Aim: To evaluate the effect of a residential retreat on promoting lifestyle modification for the health-related quality of life (HRQOL) of people with multiple sclerosis (MS).
Methods: A longitudinal cohort study of adults with self-reported MS who voluntarily attended a five-day residential retreat in rural Victoria, Australia. Participants were asked to complete the MSQOL-54 questionnaire just prior to the retreat, and at one year and 2.5 years post-retreat.
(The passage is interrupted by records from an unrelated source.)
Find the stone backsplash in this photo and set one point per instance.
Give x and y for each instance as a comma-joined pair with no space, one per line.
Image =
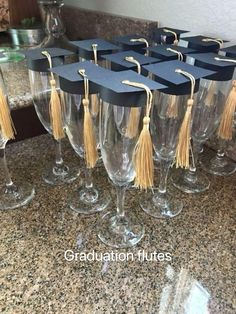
83,24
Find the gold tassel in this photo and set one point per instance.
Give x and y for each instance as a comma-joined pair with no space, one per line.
56,113
174,33
95,104
90,144
210,94
172,110
6,124
225,130
56,109
134,115
143,161
133,123
143,151
184,136
183,146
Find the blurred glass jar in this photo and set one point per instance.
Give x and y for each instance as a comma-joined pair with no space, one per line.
16,78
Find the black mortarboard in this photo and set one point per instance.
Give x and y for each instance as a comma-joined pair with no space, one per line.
36,61
230,51
166,35
202,43
85,48
164,52
118,62
72,82
130,42
165,73
223,70
112,90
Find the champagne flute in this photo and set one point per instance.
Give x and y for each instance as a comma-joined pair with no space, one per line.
12,195
118,229
89,198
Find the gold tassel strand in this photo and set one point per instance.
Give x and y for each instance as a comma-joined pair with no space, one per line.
172,110
7,127
56,109
133,123
174,33
225,130
143,151
183,145
90,144
141,40
95,104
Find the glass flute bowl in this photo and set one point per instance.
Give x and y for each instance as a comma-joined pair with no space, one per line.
12,195
57,173
159,203
90,198
116,228
206,117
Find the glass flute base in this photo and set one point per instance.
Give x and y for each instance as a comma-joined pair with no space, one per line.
220,166
119,231
15,196
89,200
59,175
160,205
190,182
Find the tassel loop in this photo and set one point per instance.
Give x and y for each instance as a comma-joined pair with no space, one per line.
179,54
56,109
219,41
141,40
90,144
174,33
143,151
184,138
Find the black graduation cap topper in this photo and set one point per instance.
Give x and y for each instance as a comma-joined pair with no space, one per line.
92,49
167,35
229,51
128,60
203,43
72,82
169,52
132,42
165,73
37,61
112,90
223,67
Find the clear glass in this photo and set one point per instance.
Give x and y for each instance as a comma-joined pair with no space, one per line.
206,117
12,195
159,202
116,228
90,197
54,26
220,164
57,173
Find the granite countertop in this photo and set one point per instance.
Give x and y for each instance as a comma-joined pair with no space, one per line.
36,278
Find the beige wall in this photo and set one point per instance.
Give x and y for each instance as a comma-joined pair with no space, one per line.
208,17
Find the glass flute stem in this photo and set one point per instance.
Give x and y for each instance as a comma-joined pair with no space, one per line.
59,159
164,170
120,190
88,178
8,180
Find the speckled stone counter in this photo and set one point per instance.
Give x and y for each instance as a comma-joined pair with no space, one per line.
36,278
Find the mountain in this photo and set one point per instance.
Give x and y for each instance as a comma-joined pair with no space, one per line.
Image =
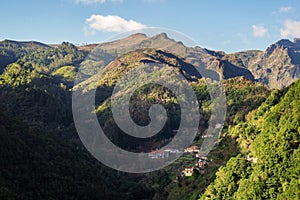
278,66
42,156
268,165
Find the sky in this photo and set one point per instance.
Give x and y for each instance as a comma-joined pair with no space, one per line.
229,25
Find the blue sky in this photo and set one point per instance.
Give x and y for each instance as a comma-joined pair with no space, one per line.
220,25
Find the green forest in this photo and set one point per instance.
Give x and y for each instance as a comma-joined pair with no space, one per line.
42,157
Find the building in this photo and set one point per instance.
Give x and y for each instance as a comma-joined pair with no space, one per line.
188,171
158,154
296,40
192,149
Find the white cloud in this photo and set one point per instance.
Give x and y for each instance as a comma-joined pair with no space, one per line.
112,23
259,30
89,2
285,9
291,28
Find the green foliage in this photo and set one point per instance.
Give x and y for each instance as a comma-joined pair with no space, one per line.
273,144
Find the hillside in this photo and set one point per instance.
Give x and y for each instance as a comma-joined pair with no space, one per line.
42,156
268,165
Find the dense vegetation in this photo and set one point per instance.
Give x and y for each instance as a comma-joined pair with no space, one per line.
268,166
257,155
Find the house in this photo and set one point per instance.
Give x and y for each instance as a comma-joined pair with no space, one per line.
188,171
201,164
251,159
192,149
158,154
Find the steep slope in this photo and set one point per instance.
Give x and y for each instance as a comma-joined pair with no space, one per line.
268,167
37,164
279,65
210,63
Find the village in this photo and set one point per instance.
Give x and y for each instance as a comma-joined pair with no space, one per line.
201,163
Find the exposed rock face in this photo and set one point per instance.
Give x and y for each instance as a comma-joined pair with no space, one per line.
279,65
Results: Of 188 participants 109 (58%) completed the questionnaire. The cohort showed a significant improvement in HRQOL at one year and 2.5 year follow-up. After one year, overall quality of life (QOL) domain had increased from 73.4 to 81.7 (P<0.001), physical health composite from 66.2 to 76.4 (P=0.001) and mental health composite from 73.7 to 83.6 (P<0.001) in the subset of 76 with data at both time points. After 2.5 years, overall QOL had increased from 68.4 to 71.7 (P=0.03), physical health 59.7 to 70.0 (P=0.01), and mental health 66.9 to 76.6 (P<0.01) in the subset of 44 with data at both time points.
Conclusions: HRQOL usually deteriorates over time in people with MS. Attendance at a residential retreat promoting lifestyle modification appears to have a significant short-medium term positive effect on QOL for people with MS. General practitioners caring for people with MS should consider the potential benefits of this approach in overall management.